Les églises rupestres ont été excavées dans une couche de basalte scoriacé correspondant à d’anciennes scories basaltiques accumulées sur les flancs occidentaux d’un volcan actif au cours du Miocène. Elles sont soudées et partiellement altérées par l’oxydation du fer qu’elles contiennent, oxydation qui donne une couleur rouge aux églises. Des bombes volcaniques sont également observées dans ce matériau, allant du kilogramme à plusieurs tonnes. Relativement compacte, cette roche se prête bien à la taille. Sa composition est assez homogène même si quelques coulées de basaltes interstratifiées dans les scories sont observables, soudant quelquefois des paléosols très rubéfiés. Ce sont les parties les plus tendres de la roche qui ont été exploitées lors des premières phases d’occupation, en creusant initialement des galeries de taille et d’orientation différentes en fonction de ces discontinuités lithologiques. Durant les phases postérieures ont été exploités les niveaux de basalte scoriacé sans faire de distinctions. Il est arrivé que les tailleurs soient confrontés à des couches de basalte, plus résistantes à la taille. Des exemples sont visibles à la base des tranchées ou des cours à l’air libre, comme à Bēta Giyorgis (Saint-Georges). Dans le groupe 1, des tranchées sont parvenues au basalte seulement quelques mètres sous la surface. Leur orientation et leur taille suggèrent qu’il s’agit de tranchées préalables au creusement d’une église, mais la présence de basalte semble avoir stoppé leur réalisation. Les tailleurs des églises ont clairement manifesté une connaissance empirique des propriétés du socle rocheux. De semblables niveaux de basalte scoriacé ont été exploités dans les environs de Lalibela, comme à l’église de Bilbālā Qirqos. Une autre roche, l’ignimbrite, a également fait l’objet d’excavation, par exemple pour le creusement de l’église d’Ašatan Māryām.

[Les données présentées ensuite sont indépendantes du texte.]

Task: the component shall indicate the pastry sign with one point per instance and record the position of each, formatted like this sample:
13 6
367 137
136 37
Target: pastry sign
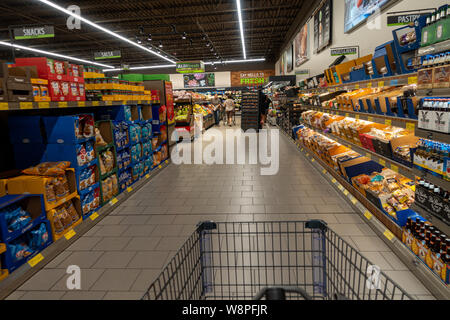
34 32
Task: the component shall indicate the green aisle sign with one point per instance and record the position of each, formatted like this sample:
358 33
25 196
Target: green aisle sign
39 32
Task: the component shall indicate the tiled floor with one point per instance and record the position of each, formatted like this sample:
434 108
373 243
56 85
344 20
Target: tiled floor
124 253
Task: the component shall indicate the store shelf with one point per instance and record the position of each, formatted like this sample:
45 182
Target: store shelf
429 177
399 80
431 135
404 123
434 48
436 221
385 162
12 106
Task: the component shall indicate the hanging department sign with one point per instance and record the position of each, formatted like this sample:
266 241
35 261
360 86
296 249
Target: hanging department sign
403 19
102 55
347 51
34 32
190 67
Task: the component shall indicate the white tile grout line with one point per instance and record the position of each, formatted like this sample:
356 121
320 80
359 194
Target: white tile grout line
428 278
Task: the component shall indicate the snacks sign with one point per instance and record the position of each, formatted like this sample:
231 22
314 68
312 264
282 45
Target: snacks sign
190 67
25 33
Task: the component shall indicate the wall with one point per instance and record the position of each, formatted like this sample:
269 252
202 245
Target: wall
366 38
223 80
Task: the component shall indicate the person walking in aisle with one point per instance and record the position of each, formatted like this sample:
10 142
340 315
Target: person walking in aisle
229 108
215 101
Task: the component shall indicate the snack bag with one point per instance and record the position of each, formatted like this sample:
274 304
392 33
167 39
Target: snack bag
81 155
59 67
50 191
90 154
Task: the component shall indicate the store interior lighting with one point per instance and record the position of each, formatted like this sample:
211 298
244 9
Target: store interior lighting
47 53
57 7
241 27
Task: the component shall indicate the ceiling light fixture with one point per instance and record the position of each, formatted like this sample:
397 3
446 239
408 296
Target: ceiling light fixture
57 7
47 53
241 27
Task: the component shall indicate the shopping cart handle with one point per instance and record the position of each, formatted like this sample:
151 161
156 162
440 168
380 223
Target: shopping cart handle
279 293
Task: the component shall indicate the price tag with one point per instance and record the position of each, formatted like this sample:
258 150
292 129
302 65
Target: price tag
389 235
94 216
412 80
410 126
26 105
34 261
368 215
70 234
44 105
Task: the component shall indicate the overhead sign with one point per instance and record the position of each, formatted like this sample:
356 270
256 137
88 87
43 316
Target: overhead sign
34 32
250 78
102 55
403 19
190 67
346 51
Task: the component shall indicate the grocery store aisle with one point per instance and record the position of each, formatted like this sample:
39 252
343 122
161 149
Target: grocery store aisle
125 252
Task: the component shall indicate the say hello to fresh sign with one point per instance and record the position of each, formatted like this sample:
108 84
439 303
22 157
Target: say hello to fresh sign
39 32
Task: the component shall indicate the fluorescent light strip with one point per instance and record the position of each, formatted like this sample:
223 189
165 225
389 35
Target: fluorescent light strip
47 53
241 26
51 4
172 66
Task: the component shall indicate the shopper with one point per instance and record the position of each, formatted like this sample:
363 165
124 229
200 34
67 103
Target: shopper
215 101
229 108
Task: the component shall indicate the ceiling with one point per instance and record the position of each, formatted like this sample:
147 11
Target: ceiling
266 23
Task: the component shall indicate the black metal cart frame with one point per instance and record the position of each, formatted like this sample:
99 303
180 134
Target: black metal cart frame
236 261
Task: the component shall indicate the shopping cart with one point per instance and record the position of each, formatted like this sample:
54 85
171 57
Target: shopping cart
272 260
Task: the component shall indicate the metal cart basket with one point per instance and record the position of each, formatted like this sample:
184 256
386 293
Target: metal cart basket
236 261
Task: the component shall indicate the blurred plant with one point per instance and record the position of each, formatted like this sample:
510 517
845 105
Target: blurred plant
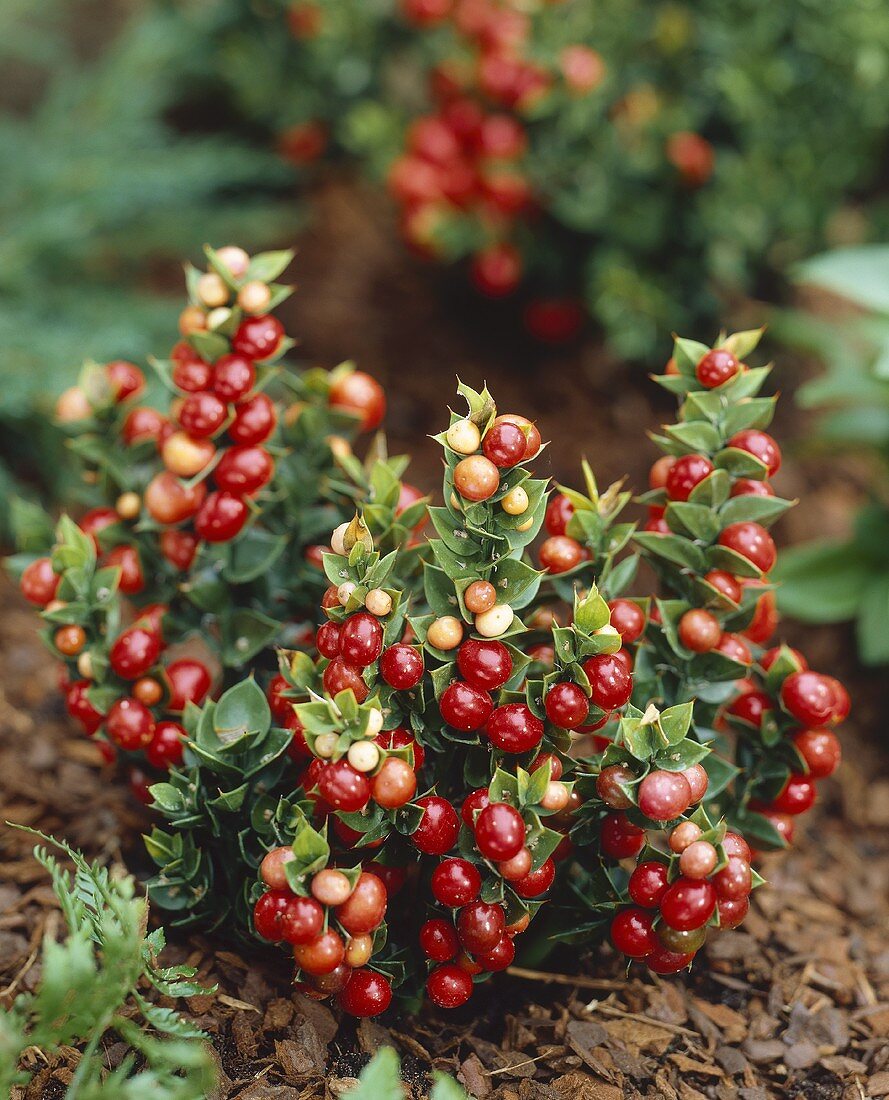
91 983
99 190
841 580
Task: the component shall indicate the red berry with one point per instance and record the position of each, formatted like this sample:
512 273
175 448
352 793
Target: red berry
438 828
129 724
797 795
233 377
480 926
688 904
536 882
716 367
267 913
567 705
699 630
619 838
456 882
438 941
560 553
663 795
464 707
258 337
361 396
134 652
449 987
189 682
761 446
687 473
627 619
559 512
513 728
39 582
500 832
484 664
504 443
243 470
340 675
809 696
364 909
632 933
648 883
361 639
820 749
254 420
610 682
752 541
343 788
734 880
165 748
366 993
402 667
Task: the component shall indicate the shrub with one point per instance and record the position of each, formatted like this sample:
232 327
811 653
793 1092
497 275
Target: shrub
467 747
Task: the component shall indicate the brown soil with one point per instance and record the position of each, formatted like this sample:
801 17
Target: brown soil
796 1004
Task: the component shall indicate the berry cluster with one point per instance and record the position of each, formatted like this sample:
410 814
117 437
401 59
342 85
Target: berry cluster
463 179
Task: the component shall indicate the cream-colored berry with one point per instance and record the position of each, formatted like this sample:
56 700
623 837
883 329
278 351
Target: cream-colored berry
326 745
374 723
337 539
344 592
218 317
463 437
446 633
212 290
254 297
363 756
494 623
377 602
515 502
191 319
128 505
236 260
73 405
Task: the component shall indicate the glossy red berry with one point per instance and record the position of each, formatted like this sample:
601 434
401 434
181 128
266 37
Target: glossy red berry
402 667
610 682
464 707
567 705
456 882
648 883
633 934
559 512
480 926
688 904
258 337
752 541
619 838
809 696
448 987
500 832
663 795
484 664
129 724
686 474
166 747
514 728
716 367
761 446
343 788
438 828
820 749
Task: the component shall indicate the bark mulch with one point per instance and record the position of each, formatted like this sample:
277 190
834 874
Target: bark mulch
794 1004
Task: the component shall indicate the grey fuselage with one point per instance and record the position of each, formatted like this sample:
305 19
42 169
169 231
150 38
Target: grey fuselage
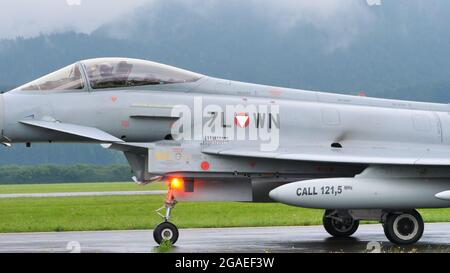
306 119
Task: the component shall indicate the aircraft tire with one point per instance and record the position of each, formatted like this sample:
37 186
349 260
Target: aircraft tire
165 231
404 228
340 229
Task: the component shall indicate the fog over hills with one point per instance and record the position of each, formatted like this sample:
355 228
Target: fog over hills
399 49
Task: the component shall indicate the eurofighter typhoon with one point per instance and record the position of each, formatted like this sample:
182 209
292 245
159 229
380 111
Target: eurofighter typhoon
210 139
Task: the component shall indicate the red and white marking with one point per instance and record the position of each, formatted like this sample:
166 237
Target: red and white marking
242 120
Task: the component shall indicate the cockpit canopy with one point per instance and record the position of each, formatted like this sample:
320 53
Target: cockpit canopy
104 73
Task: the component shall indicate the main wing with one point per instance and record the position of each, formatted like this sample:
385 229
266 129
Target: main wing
73 129
398 154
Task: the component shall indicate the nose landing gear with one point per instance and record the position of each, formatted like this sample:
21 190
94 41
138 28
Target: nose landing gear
404 228
166 231
339 225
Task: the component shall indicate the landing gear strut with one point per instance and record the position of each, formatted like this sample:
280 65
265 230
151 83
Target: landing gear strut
339 224
166 231
403 228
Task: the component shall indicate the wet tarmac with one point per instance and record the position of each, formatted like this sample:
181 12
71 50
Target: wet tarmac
260 239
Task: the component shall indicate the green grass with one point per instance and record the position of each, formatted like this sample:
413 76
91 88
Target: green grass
79 187
137 212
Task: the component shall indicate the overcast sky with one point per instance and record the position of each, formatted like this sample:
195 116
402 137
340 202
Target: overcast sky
28 18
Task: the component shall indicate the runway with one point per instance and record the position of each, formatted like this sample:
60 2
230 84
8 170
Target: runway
73 194
264 239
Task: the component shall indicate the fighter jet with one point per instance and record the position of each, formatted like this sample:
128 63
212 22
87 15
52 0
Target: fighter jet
210 139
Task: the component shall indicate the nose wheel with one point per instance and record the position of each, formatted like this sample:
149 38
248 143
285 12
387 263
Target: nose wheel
166 231
339 225
404 228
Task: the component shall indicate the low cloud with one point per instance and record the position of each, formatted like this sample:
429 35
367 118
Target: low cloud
29 18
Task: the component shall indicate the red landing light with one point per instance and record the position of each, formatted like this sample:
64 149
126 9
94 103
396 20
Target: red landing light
204 165
176 183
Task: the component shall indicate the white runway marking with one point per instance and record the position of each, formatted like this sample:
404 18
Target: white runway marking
73 194
232 240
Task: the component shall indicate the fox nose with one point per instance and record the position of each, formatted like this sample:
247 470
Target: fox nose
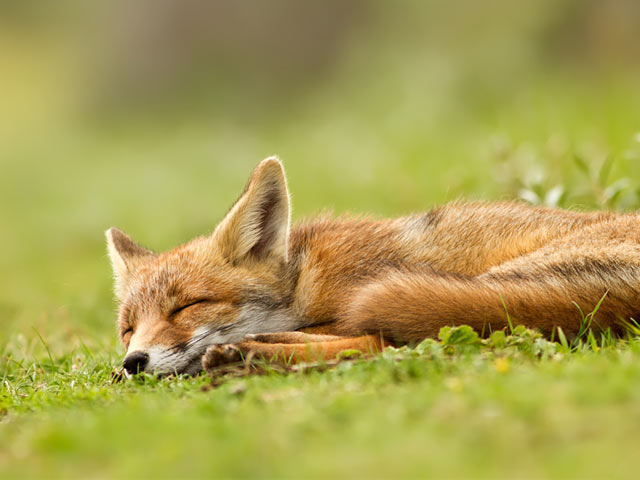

Les observations géomorphologiques permettent également d’expliquer comment le paysage a été utilisé par les habitants de Lalibela. Le secteur est marqué par une importante incision du réseau hydrographique. Au niveau de Lalibela, un petit ruisseau irrégulier – appelé aujourd’hui le Jourdain comme en Terre sainte – coule au fond d’un talweg encaissé de plusieurs mètres. Ce ruisseau sépare les deux groupes d’églises ; son cours a d’ailleurs été tellement recalibré que son origine naturelle a pu être remise en cause. Mais la topographie de la zone et l’organisation générale du réseau hydrographique ont permis d’affirmer l’existence préalable de ce talweg. De même, la morphologie des interfluves et des versants a directement eu un impact sur la forme des églises. Assurément, au groupe 1, les monuments sont alignés avec des toits à double pente. Le relief est propice à leur implantation puisque la crête est orientée est-ouest, la ligne d’interfluve correspondant plus ou moins au faîtage des églises. A titre d’exemple, la forme du toit de Bēta Madḫanē’Alam, à deux pans, suit la forme initiale du relief. De même, Bēta Giyorgis a un toit plan quelque peu incliné, suivant le versant de la pente.